Mike Sprague of JoBlo.com gave the film 7/10 stars, praising the film's action, improvement over the 2005 film, and called the film "watchable". William Bibbiani from Bloody Disgusting called the film "a modest, but effective sci-fi action thriller", calling it better than most game adaptations, stating, "Doom: Annihilation isn't one of the bad ones." Phil Wheat of Nerdly said the film was one of the better game adaptations, praising the Easter eggs, characters, ideas over the 2005 film, and directing. John Noonan from Horror News called the film a "colossal waste of time", praising the Easter eggs but criticizing the lack of fun, scares, action, gore, and its slow pace.

==Franchise==
===Cancelled sequel===
Director Tony Giglio stated in December 2019 that he had originally pitched It as the first installment of a trilogy and that there had been preliminary discussions about a sequel. He said the follow-up would have followed the lore of the games and brought Hell to Earth. Giglio also confirmed that Doomguy would have appeared in the sequel, and that he had a wishlist of demons he wanted to include, although no specific creatures had been finalized.

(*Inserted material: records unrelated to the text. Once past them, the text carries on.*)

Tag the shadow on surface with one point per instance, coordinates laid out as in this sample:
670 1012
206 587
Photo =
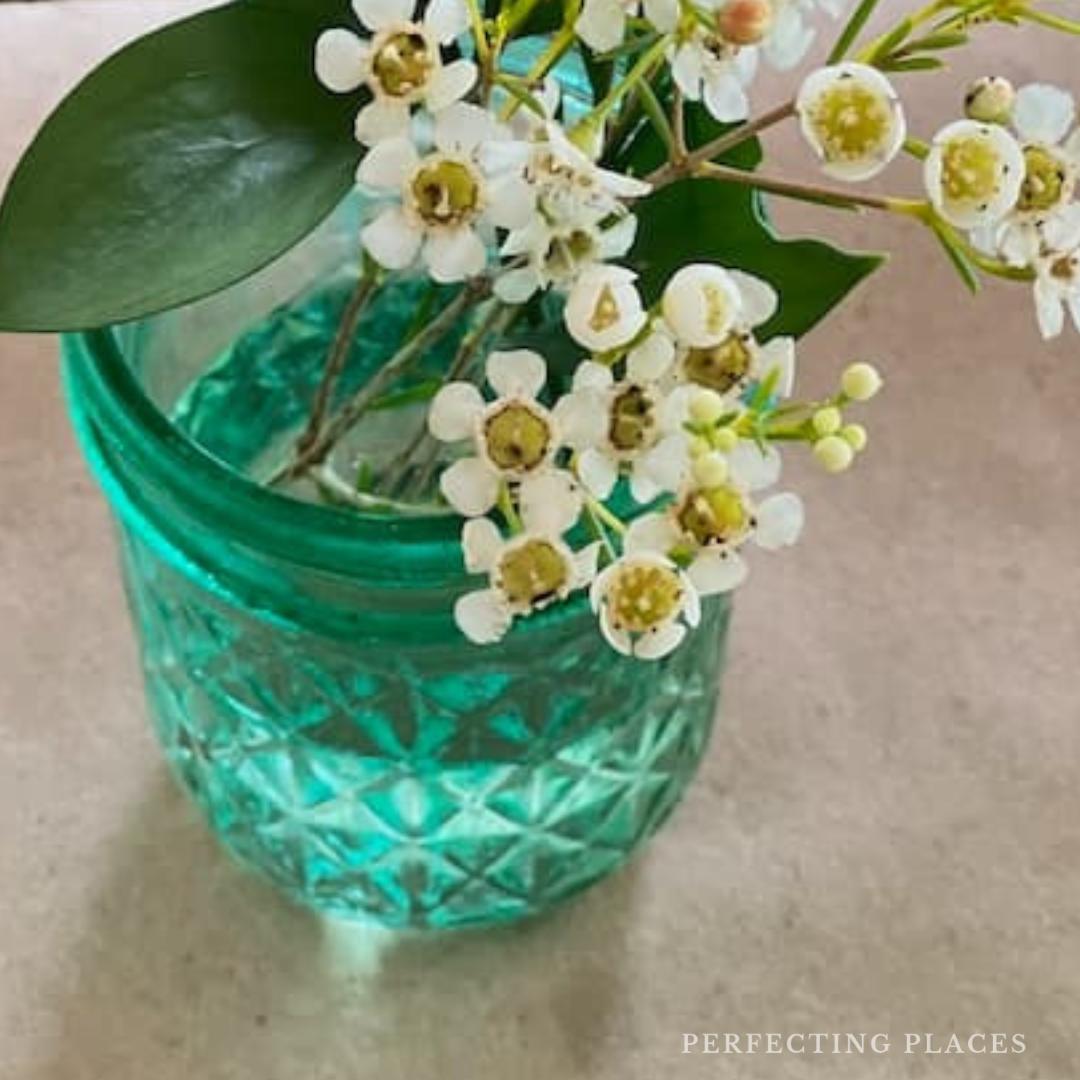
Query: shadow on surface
189 967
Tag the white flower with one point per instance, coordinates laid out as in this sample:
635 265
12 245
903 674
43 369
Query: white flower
646 605
1057 274
709 527
852 119
448 198
604 310
706 68
702 304
1042 117
526 574
628 422
738 363
602 24
401 64
973 173
514 437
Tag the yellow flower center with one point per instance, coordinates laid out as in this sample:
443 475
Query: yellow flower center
402 64
1047 180
446 192
721 368
632 423
851 121
714 516
643 596
517 437
532 572
970 170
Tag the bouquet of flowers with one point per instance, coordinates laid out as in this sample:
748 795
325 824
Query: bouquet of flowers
578 185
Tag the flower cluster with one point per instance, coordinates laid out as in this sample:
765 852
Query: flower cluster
683 405
644 474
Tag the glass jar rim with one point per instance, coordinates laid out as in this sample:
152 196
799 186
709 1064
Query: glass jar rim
335 540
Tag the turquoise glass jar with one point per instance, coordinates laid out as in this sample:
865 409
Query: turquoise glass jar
302 670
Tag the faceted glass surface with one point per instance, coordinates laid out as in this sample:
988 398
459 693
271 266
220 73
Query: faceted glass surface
301 666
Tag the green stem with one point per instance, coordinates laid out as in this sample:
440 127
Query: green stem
637 75
358 406
1054 22
680 169
806 192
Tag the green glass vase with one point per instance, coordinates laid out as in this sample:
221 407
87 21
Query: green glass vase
302 670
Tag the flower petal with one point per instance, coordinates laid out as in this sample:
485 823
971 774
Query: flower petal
340 61
376 14
483 617
759 299
454 412
388 164
598 472
516 373
659 643
391 240
717 571
481 543
455 255
512 202
780 521
656 532
470 487
446 19
450 83
619 639
460 127
550 502
1043 113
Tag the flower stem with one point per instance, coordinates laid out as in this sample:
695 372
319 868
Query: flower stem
1054 22
397 364
806 192
678 170
338 355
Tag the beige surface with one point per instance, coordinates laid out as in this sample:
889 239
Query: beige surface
885 837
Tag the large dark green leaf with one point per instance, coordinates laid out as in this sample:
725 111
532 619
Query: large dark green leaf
184 163
717 221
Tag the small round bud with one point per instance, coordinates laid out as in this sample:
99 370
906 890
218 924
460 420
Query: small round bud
711 470
706 406
699 447
854 435
827 421
744 22
834 454
726 440
861 381
989 99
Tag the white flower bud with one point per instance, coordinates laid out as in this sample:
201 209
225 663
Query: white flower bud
989 99
834 454
855 436
711 470
861 381
744 22
827 421
706 406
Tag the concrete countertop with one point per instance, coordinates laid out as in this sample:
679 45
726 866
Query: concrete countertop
886 836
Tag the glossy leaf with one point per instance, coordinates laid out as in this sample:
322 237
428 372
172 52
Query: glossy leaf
717 221
186 162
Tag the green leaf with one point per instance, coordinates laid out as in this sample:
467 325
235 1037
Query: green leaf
704 220
183 164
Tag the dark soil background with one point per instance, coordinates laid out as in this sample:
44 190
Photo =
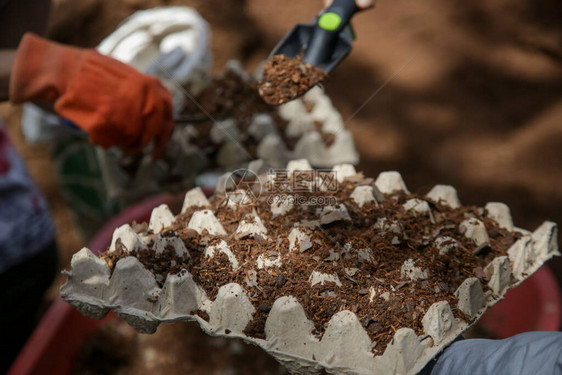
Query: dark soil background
467 93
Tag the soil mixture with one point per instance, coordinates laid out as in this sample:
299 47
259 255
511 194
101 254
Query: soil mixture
175 348
285 79
233 96
366 253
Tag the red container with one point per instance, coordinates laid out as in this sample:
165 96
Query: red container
533 306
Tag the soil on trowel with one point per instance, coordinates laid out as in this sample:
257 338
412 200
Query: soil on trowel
285 79
365 252
231 95
180 348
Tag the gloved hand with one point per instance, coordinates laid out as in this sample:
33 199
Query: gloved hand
114 103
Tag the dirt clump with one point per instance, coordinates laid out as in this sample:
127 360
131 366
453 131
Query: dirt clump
285 79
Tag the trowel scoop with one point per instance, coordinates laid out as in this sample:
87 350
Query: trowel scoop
325 42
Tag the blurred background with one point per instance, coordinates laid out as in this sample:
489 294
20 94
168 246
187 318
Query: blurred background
466 93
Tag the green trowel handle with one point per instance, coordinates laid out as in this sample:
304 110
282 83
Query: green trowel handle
329 24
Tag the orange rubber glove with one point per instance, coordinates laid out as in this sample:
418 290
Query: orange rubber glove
114 103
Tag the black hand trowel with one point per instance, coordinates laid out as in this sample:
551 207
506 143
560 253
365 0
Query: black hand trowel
325 42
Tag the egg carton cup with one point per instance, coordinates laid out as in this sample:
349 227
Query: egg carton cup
133 293
227 152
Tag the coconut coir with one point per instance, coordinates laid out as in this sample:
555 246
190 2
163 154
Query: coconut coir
366 253
285 79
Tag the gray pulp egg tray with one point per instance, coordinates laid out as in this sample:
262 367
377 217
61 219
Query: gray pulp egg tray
132 291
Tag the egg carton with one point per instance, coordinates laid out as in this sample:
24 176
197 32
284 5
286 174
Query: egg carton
133 293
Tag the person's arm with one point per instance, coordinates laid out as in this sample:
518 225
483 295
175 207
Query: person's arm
7 57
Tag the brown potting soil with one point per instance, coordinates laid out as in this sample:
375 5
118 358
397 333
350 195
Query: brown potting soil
339 248
285 79
175 348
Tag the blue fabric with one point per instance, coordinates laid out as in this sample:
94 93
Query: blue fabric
25 224
531 353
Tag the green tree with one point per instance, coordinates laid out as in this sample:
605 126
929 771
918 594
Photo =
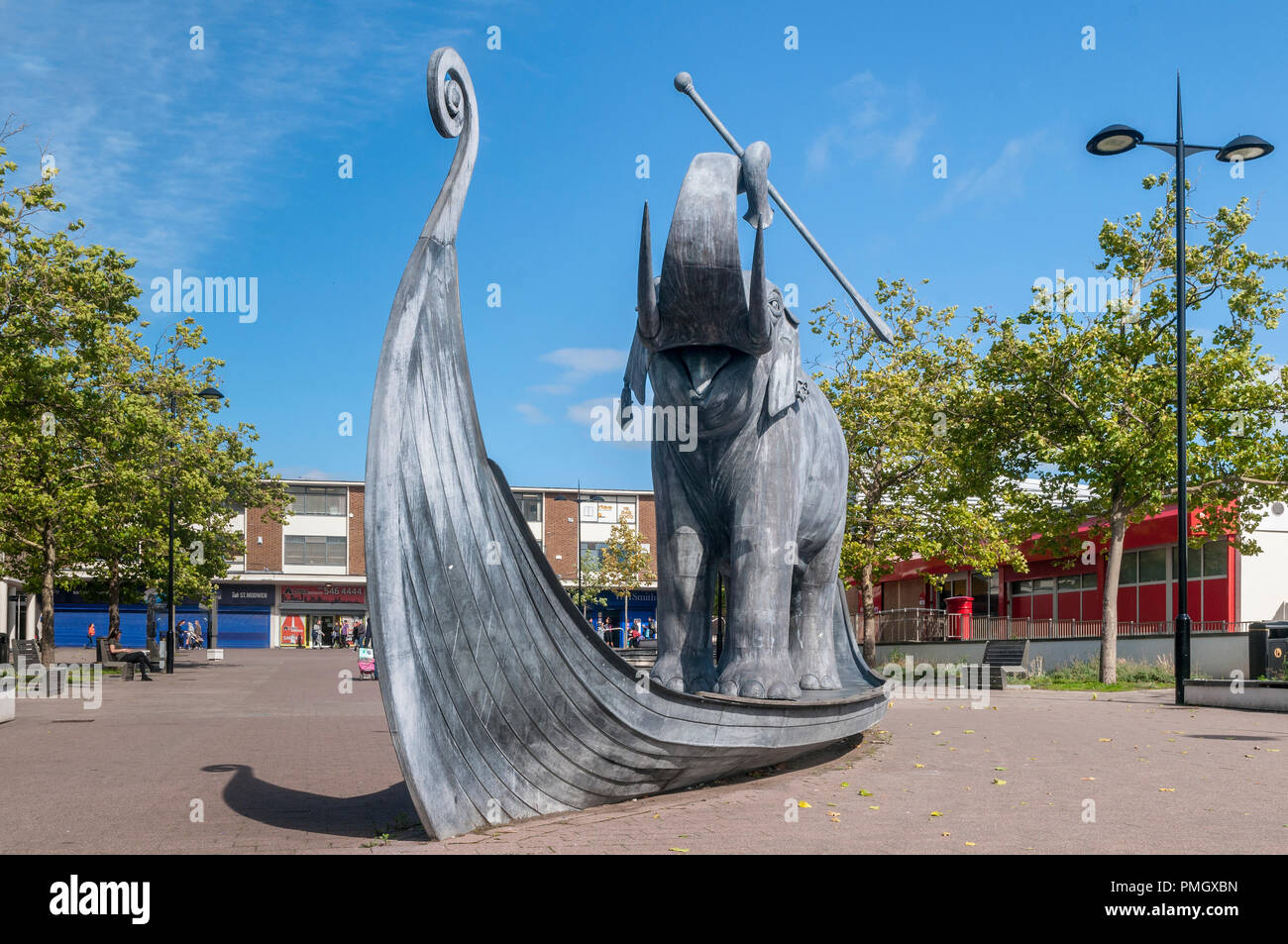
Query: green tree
625 565
167 449
97 433
918 487
60 308
1086 399
591 587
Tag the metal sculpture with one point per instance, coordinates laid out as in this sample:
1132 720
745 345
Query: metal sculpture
501 700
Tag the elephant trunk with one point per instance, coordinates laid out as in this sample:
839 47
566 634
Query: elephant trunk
760 321
649 322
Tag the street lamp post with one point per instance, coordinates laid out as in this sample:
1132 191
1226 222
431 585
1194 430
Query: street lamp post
210 394
1119 140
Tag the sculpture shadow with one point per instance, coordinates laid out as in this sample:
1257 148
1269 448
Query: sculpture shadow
366 816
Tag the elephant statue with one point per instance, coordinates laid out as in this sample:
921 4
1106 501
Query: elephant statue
760 494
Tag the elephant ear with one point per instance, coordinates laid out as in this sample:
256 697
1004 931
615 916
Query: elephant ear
785 367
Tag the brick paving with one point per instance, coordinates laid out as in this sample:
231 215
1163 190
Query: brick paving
282 760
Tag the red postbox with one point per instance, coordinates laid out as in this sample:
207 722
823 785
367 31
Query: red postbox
960 607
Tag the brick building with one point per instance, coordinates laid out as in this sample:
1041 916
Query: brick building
307 577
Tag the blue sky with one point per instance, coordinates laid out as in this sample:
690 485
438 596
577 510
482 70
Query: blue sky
223 161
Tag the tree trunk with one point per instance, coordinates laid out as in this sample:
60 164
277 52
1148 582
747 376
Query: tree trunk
47 594
1109 625
870 616
114 596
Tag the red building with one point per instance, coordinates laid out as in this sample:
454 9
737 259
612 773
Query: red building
1070 588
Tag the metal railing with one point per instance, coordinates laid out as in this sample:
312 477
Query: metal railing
915 625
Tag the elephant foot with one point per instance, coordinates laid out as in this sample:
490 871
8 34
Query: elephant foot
683 672
759 674
815 670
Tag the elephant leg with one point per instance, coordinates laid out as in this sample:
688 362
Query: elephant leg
812 597
756 662
684 596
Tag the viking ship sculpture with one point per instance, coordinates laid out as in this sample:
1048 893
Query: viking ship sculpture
502 700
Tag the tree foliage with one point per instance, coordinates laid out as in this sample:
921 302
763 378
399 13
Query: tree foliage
1086 399
98 433
918 485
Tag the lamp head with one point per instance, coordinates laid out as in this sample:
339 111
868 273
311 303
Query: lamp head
1245 147
1115 140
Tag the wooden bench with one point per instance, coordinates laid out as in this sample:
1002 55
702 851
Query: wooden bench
110 662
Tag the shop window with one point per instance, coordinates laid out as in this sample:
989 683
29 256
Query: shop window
314 550
1214 559
1151 566
1127 572
531 506
317 500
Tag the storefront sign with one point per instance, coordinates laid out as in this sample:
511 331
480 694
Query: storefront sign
245 594
329 592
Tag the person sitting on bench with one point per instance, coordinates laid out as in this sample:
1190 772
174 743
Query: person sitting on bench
136 656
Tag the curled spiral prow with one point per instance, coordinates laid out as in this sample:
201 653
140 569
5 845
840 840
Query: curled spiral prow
451 93
455 114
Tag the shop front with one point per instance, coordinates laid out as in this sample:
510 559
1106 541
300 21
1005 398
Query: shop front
245 616
321 614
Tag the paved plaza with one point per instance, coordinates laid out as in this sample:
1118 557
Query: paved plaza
274 758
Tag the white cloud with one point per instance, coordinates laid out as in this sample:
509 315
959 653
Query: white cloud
879 123
1003 179
161 147
531 413
580 365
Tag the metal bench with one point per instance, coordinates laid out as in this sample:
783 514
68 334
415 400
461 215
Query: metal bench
1004 657
104 657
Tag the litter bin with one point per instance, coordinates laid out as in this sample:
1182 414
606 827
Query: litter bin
1267 649
961 608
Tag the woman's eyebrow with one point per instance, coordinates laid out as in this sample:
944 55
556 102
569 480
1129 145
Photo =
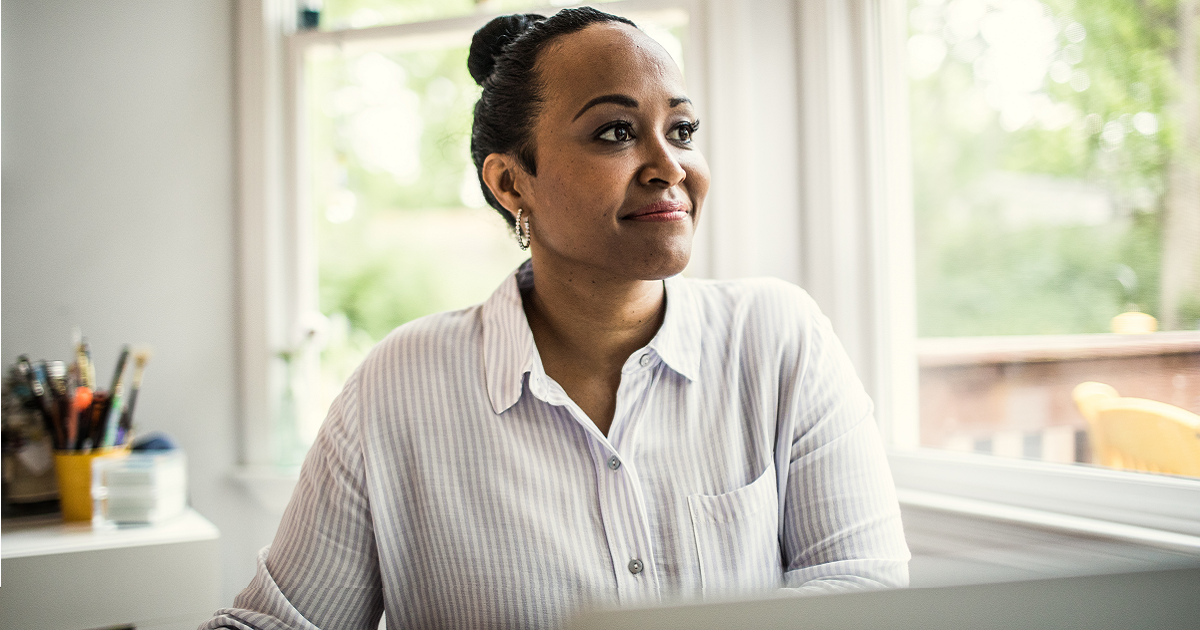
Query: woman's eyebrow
617 99
624 101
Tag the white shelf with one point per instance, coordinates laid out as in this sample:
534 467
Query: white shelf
46 535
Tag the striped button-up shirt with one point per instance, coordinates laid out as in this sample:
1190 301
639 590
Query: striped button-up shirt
456 485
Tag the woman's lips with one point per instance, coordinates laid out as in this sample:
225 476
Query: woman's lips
665 210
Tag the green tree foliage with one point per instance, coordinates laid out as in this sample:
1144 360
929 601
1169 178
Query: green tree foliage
1097 123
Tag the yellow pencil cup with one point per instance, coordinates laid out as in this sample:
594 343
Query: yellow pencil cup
75 480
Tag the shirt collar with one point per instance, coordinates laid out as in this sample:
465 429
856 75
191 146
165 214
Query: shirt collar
510 353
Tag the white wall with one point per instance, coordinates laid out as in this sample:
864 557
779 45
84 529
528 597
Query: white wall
118 215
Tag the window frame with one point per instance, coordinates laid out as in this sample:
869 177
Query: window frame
819 195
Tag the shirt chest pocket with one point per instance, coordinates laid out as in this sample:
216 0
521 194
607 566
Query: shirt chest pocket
737 537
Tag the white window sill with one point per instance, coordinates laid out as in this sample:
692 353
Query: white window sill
1159 510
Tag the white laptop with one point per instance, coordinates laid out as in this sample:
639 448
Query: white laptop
1157 600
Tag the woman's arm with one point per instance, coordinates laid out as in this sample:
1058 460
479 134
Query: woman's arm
840 517
322 569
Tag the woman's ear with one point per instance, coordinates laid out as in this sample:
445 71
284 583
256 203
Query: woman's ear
501 173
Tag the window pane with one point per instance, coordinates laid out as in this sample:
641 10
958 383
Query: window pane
1056 162
402 229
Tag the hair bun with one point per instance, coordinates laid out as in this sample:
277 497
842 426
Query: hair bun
489 42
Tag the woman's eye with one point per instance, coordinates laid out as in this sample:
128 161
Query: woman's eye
682 132
617 133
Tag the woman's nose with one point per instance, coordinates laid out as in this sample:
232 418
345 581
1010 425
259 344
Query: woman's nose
661 167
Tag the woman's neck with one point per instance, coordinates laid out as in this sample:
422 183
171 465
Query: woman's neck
598 319
586 325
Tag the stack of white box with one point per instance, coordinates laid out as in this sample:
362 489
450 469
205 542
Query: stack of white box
144 487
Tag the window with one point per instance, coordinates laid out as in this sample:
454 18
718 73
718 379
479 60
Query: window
1056 195
811 118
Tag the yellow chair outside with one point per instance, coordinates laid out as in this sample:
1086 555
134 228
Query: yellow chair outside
1139 433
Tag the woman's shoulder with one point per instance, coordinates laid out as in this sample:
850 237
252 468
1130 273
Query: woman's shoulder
429 340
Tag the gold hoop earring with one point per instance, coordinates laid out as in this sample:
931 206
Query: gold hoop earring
523 235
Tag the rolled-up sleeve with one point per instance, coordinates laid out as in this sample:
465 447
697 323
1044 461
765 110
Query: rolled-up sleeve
841 525
322 570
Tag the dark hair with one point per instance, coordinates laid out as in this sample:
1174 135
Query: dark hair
502 60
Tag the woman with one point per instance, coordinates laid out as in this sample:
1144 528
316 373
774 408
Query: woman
600 430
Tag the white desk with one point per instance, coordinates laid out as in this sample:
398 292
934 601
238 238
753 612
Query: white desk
59 576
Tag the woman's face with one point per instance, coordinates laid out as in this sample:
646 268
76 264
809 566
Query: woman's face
619 180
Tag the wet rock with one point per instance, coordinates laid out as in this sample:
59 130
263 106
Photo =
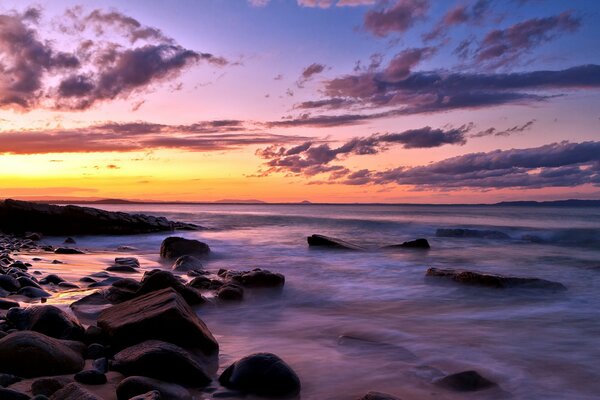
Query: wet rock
263 374
21 216
73 391
160 315
174 247
471 233
187 263
494 280
91 377
332 243
466 381
10 394
49 320
420 243
150 358
137 385
48 386
67 250
19 349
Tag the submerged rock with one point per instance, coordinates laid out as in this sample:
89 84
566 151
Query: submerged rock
494 280
174 247
263 374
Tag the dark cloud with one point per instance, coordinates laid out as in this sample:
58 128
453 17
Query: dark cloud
396 18
311 158
503 46
140 136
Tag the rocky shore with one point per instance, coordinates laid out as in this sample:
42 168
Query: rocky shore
143 339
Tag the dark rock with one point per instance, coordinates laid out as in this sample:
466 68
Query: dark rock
187 263
67 250
466 381
174 247
49 320
150 358
10 394
48 386
8 379
230 292
160 315
494 280
471 233
20 216
329 242
91 377
263 374
137 385
73 391
31 354
420 243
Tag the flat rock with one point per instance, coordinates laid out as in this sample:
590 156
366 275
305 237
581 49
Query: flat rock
150 358
160 315
494 280
174 247
31 354
263 374
329 242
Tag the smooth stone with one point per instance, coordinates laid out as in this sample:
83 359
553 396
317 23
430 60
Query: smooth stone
263 374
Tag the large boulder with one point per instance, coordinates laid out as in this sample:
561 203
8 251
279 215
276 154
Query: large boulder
21 216
329 242
31 354
493 280
150 358
174 247
49 320
161 315
263 374
138 385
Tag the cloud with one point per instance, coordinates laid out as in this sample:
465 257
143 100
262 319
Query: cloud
503 46
140 136
397 18
311 158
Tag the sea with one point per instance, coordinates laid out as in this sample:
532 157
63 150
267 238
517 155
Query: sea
351 322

Despite Giglio's plans, the sequel never received a formal greenlight and was not developed.

===Reboot===
In May 2020, it was reported that Universal Pictures was developing a new Doom film as a reboot of the franchise, with a tie-in television series also reportedly planned. The film was reportedly intended to be more closely aligned with the original 1993 video game, while the television series would expand the franchise's story.

In January 2026, it was reported that Universal was again developing a new Doom film. The report originated from entertainment scooper MyTimeToShineHello, who claimed on January 9 that a new film based on the video game franchise was in development. Universal had not officially announced the project, and no director, cast, or release date had been confirmed.